The previous edition had two colors, and some of the plots did not work as well as I had intended. I am very glad that this edition is in full color, so that the differences between the blue and red points stand out clearly and provide a unifying look to the book. There is also syntax coloring of the R
code, which makes it very easy to distinguish the various language elements.
All data are incomplete, and so are all books. I had the luxury that I could devote my time during the period December 2017-March 2018 to this revision. A block of four months may seem like a formidable amount of time, but in retrospect it passed very quickly. While some topics I had planned have remained in the conceptual stage, overall I think that this edition covers the relevant developments in the field.
New statistical techniques will only be applied if there is high-quality and user-friendly software available. I would like to thank the following people for their contribution to the mice
package over the years: Karin Groothuis-Oudshoorn, Gerko Vink, Lisa Doove, Shahab Jolani, Roel de Jong, Rianne Schouten, Florian Meinfelder, Philipp Gaffert, Alexander Robitzsch and Bernie Gray.
There is a growing ecosystem of related R
packages that extend the functionality of mice
in some way. Currently, these include miceadds
, mitml
, micemd
, countimp
, CALIBERrfimpute
, miceExt
and ImputeRobust
. There is also a Python
version in the works, which could result in an enormous expansion of the user base. I thank the authors of these packages for the time and effort they have put into creating these programs: Alexander Robitzsch, Simon Grund, Thorsten Henke, Oliver Lüdtke, Vincent Audigier, Matthieu Resche-Rigon, Kristian Kleinke, Jost Reinecke, Anoop Shah, Tobias Schumacher, Philipp Gaffert, Daniel Salfran, Martin Spiess, Sergey Feldman and Rianne Schouten.

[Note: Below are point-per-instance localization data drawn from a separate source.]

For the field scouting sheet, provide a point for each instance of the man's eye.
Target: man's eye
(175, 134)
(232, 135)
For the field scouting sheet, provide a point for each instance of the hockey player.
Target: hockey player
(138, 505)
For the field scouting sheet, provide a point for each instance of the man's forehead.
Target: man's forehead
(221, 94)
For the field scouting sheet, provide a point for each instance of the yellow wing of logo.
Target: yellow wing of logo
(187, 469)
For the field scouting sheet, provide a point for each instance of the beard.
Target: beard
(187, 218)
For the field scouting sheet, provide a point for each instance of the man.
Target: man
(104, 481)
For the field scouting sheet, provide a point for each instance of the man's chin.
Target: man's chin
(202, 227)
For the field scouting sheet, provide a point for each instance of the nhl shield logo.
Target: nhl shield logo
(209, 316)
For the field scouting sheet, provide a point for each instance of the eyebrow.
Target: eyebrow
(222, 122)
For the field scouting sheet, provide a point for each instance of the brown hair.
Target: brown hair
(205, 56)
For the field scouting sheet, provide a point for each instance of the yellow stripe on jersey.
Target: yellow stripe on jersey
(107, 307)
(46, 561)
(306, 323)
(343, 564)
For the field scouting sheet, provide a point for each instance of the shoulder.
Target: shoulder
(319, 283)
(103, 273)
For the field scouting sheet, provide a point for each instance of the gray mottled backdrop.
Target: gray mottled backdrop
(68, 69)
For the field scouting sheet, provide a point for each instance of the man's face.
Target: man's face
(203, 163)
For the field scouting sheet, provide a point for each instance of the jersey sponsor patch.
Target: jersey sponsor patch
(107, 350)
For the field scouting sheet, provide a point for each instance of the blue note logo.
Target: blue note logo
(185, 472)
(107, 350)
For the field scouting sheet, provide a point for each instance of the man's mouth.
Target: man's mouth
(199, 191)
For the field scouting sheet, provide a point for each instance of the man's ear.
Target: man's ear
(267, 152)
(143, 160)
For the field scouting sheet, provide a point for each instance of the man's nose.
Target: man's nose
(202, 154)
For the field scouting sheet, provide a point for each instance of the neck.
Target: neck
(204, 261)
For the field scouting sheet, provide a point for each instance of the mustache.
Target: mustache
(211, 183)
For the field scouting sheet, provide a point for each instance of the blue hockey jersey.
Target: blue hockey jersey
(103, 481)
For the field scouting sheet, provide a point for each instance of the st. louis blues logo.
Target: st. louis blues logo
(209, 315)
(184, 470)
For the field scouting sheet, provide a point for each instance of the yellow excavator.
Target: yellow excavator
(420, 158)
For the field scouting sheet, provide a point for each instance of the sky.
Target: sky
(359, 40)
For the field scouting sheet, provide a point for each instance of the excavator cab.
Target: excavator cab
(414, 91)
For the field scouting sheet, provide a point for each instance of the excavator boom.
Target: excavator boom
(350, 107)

I wish to thank Rob Calver, Statistics Editor at Chapman & Hall/CRC for his encouragement during both the first and second edition. Lara Spieker, Suzanne Lassandro and Shashi Kumar have been very helpful in meeting the ambitious production schedule. I thank Daan Kloet of TNO for his support for the idea of a mini-sabbatical, and his assistence in realizing the idea within TNO. I also wish to thank Peter van der Heijden of the University of Utrecht for his support over the years. Several people read and commented on parts of the manuscript. I thank Gerko Vink, Shahab Jolani, Iris Eekhout, Simon Grund, Tom Snijders and Joop Hox for their insightful and useful feedback. This has helped me a lot to understand the details much clearer, allowing me to improve my fumbled writings.
Last but not least, I thank my wife Eveline for her patience in living with an individual who can be so preoccupied with something else.